Industry Commentary

Contact Centers Ignore Voice at Their Own Peril

By January 11, 2018January 10th, 2022No Comments

In today’s customer experience environment, it is easy for contact center executives to get overwhelmed by the plethora of channels.  Certainly, supporting end-users with the communications medium of their choosing is important, as is keeping up with the latest in interaction platforms.  But enterprises and outsourcers must not let themselves forget that the foundation of most contact centers is its voice capabilities, because a failure to properly support this interface means angry consumers, lost business, and eroded loyalty.

Sometimes, things that appear obsolete in modern society come full circle, much to the surprise of the chattering classes. Take this example – who, apart from perhaps John Cusack, would have ever predicted that audio cassettes would make a strong rebound in 2017? In the customer experience management space, the death of voice has long been predicted, but the resiliency of this medium has been pronounced.  True, there has been a significant growth in the omnipresence of digital channels as a means of consumers communicating with enterprises from which they buy goods and services. But for so many end-users, voice remains their go-to option for resolving an issue.
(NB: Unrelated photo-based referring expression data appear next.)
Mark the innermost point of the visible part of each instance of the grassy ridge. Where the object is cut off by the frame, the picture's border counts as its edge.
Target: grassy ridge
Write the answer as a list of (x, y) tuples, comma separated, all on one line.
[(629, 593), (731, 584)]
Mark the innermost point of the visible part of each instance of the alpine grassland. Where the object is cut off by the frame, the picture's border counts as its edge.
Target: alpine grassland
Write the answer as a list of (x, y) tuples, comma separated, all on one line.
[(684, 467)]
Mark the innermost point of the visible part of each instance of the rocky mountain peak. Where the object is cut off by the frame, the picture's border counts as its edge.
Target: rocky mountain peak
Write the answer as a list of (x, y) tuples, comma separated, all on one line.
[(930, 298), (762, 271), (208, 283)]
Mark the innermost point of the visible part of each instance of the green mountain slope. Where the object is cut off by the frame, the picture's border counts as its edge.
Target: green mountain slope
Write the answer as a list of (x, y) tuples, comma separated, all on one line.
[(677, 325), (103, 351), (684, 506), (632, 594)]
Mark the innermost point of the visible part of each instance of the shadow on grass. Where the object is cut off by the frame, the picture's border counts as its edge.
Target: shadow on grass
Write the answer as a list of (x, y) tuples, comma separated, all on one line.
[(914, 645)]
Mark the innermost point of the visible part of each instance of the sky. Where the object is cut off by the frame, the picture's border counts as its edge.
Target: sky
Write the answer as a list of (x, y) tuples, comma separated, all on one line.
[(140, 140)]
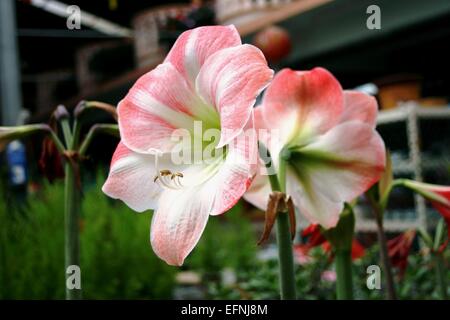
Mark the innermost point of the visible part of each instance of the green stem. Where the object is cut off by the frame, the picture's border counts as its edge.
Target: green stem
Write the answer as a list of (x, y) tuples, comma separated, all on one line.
[(285, 257), (72, 242), (71, 208), (67, 132), (441, 275), (284, 241), (378, 211), (344, 284)]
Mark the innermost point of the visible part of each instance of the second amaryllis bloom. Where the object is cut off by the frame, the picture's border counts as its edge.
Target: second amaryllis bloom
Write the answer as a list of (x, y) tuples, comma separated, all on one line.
[(328, 137), (209, 78), (438, 195)]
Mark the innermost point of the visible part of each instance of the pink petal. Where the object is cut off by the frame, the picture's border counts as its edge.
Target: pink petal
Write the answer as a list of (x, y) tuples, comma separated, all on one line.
[(131, 179), (230, 80), (259, 191), (314, 205), (182, 214), (160, 102), (178, 223), (309, 100), (193, 48), (360, 106)]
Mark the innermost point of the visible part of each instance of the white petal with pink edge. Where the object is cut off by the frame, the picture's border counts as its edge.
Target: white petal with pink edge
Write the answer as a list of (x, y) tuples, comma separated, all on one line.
[(359, 106), (230, 80), (299, 103), (131, 179), (193, 47)]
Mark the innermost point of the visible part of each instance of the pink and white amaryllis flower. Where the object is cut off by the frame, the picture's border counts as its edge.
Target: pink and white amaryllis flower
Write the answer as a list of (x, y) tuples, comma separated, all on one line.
[(210, 77), (438, 195), (329, 135)]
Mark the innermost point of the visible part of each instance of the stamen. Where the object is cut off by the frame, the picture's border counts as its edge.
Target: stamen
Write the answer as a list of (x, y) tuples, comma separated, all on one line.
[(166, 178)]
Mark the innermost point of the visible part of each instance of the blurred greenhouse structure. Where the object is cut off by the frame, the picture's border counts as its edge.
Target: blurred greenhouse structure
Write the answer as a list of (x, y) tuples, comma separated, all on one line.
[(45, 63)]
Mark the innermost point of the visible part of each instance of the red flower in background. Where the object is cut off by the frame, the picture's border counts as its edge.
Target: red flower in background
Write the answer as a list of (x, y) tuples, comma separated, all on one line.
[(399, 248), (438, 195)]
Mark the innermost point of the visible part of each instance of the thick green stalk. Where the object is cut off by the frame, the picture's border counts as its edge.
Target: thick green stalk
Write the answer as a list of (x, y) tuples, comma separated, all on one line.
[(71, 216), (441, 275), (344, 282), (72, 241), (284, 241)]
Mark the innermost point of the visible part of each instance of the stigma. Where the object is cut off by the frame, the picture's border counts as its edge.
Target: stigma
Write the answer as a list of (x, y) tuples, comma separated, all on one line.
[(169, 179)]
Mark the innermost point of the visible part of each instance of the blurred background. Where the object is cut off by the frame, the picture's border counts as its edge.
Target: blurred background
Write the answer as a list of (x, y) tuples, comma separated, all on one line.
[(45, 60)]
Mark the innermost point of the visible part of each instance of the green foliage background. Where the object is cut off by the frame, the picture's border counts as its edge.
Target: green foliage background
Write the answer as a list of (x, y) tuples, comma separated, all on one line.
[(116, 258)]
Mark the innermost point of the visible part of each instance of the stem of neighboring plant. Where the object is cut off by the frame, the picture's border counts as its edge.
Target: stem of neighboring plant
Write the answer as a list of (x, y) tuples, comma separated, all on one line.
[(344, 281), (441, 275), (284, 242), (384, 256), (71, 208)]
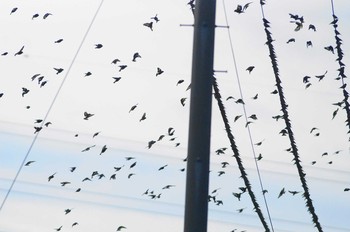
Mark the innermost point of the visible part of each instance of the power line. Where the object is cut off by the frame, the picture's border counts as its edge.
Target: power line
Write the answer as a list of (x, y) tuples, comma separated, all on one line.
[(50, 107)]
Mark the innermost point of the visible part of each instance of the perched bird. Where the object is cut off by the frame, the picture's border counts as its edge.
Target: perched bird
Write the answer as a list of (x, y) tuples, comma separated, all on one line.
[(46, 15), (98, 46), (291, 40), (136, 55), (20, 52), (250, 69), (149, 25), (87, 115), (159, 71), (13, 10)]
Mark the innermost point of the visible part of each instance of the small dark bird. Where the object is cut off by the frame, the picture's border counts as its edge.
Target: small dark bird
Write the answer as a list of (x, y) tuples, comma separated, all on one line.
[(143, 117), (122, 67), (155, 18), (320, 77), (149, 25), (133, 107), (58, 70), (59, 41), (29, 163), (103, 150), (24, 91), (46, 15), (35, 16), (87, 115), (115, 61), (51, 177), (136, 55), (159, 72), (291, 40), (312, 27), (282, 192), (20, 52), (241, 9), (98, 46), (13, 10), (250, 69), (116, 79), (308, 43)]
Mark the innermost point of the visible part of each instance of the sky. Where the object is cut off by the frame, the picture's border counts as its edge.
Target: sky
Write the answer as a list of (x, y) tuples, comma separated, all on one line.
[(139, 197)]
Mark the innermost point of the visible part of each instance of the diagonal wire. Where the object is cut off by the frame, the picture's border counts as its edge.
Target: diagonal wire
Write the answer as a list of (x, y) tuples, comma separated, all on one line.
[(49, 109), (246, 118)]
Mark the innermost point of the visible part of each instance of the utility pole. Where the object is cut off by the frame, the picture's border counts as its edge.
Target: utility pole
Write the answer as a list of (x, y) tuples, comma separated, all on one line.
[(198, 153)]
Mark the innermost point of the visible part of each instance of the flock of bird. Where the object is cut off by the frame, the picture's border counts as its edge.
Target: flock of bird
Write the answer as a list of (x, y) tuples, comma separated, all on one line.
[(128, 166)]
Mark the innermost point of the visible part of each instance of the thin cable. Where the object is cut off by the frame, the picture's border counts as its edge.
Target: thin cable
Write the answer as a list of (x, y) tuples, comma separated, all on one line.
[(50, 107), (246, 117)]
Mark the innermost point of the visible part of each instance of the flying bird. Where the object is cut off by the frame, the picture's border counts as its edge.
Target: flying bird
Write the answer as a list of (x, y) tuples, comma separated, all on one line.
[(20, 52), (136, 55)]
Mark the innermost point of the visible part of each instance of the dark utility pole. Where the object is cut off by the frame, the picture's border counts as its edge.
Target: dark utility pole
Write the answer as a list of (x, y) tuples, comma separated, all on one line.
[(197, 180)]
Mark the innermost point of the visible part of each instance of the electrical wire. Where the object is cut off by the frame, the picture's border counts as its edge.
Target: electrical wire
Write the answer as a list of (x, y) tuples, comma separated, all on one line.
[(50, 107), (246, 117)]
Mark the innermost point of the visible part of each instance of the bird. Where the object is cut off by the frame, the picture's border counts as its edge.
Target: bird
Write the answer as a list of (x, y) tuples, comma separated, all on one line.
[(309, 43), (58, 70), (283, 191), (149, 25), (136, 55), (116, 79), (46, 15), (35, 16), (87, 115), (155, 18), (241, 9), (59, 41), (104, 149), (320, 77), (133, 107), (159, 71), (29, 163), (51, 177), (143, 117), (122, 67), (120, 228), (291, 40), (115, 61), (312, 27), (20, 52), (24, 91), (250, 69)]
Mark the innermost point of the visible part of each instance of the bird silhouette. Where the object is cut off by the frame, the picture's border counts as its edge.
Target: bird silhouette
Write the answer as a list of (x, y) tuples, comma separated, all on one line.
[(149, 25), (87, 115), (20, 52), (159, 71), (46, 15), (135, 56), (250, 69)]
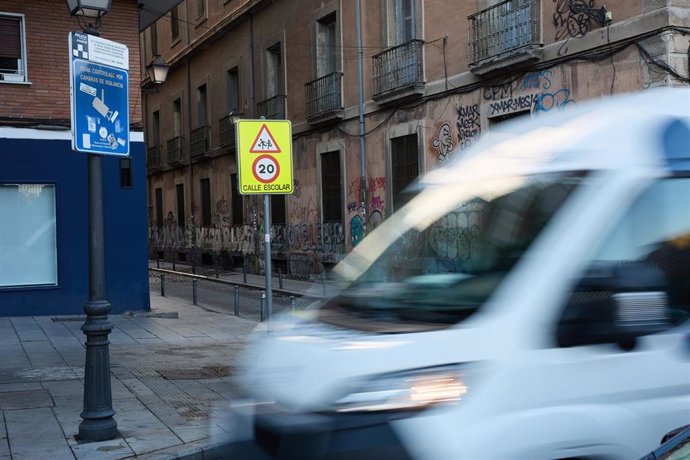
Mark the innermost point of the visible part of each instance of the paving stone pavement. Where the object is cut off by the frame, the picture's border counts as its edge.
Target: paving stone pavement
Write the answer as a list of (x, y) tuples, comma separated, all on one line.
[(171, 379)]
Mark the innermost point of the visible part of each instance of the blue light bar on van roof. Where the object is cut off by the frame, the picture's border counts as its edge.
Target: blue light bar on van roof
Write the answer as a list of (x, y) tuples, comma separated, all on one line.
[(676, 145)]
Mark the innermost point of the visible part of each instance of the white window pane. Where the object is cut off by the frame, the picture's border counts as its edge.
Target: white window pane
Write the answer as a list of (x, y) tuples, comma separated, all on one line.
[(28, 250)]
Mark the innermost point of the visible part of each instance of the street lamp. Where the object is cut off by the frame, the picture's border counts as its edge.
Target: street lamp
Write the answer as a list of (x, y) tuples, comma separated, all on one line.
[(157, 70), (89, 10), (97, 423)]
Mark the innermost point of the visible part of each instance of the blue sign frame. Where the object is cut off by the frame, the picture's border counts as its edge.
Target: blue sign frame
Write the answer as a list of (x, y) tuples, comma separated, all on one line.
[(100, 105)]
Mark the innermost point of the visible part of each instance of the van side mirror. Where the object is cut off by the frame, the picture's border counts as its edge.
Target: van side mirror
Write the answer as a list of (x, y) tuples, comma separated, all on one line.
[(615, 303)]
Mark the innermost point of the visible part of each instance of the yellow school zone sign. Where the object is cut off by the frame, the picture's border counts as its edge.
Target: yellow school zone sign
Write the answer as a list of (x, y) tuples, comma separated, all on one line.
[(264, 156)]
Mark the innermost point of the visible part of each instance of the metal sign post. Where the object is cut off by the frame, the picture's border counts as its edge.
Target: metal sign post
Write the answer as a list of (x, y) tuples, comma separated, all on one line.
[(99, 96), (264, 159)]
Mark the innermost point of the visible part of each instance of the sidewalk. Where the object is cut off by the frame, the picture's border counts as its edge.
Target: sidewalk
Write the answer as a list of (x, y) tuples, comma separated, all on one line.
[(170, 376)]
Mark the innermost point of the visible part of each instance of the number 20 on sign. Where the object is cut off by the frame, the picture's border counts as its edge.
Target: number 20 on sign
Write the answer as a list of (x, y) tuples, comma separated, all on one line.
[(264, 156)]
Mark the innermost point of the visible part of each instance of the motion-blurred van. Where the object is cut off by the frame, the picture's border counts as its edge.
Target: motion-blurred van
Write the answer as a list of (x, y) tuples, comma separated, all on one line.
[(530, 301)]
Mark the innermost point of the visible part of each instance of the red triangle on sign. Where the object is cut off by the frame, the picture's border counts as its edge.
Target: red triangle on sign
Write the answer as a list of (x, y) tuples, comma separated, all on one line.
[(264, 142)]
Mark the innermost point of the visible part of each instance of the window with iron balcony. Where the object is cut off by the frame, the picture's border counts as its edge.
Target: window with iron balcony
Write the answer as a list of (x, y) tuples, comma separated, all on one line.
[(505, 34)]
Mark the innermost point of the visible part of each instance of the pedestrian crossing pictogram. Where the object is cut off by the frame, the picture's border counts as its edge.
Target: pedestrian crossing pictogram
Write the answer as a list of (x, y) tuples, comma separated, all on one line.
[(264, 142)]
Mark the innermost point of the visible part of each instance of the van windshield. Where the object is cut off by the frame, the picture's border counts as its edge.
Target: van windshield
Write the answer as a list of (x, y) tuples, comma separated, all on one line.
[(438, 259)]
In fact, the most recent Ryan Strategic Advisory Front-Office Omnibus Survey indicated that more than three-out-of-five workstations in North America, the UK and Australia were wired exclusively for voice interaction management.  This is hardly the sign of a dying channel.

That said, both enterprises and their BPO partners must do what they can to make the voice experience a relevant one, which ensures strong end-user satisfaction for all callers.  For starters, the need to maintain the highest standards around training cannot be overstated.  Stories abound among consumers of poor telephone interactions that ended up costing loyalty and long-term revenues.  Sadly, with the right investments in best-practice techniques around consumer management, these situations could easily have been avoided.  Equally, ensuring that agents can access technology interfaces that permit a seamless flow during voice interactions is also essential, but so often missed in today’s contact center environment.

Any discussion around voice delivery must also weigh demographics.  There is a school of thought in which many feel that it is only older people who choose to use conventional voice-based service, while younger generations want to only interface using digital mediums.  While there is some validity to these arguments, contact center professionals cannot assume them to be written in stone.  Given the opportunity, younger people will use the telephone, especially if it suits their specific objective. An example of this was when musical artist DNCE previewed their hit single “Kissing Strangers” over the telephone, allowing fans to hear a snippet of the song and to leave a message for the band.  According to Spotify, they received in excess of eleven thousand calls in the first day, the bulk coming almost certainly from millennials.

The bottom line is that voice has always been the basis for contact centers and it is likely to remain the largest single channel for most organizations for the foreseeable future. In-house contact center decision-makers and BPO executives cannot lose site of this interaction medium’s importance, and the imperative to keep a laser focus on maintaining quality voice service.  The alternative will only result in eroded loyalty and lost business.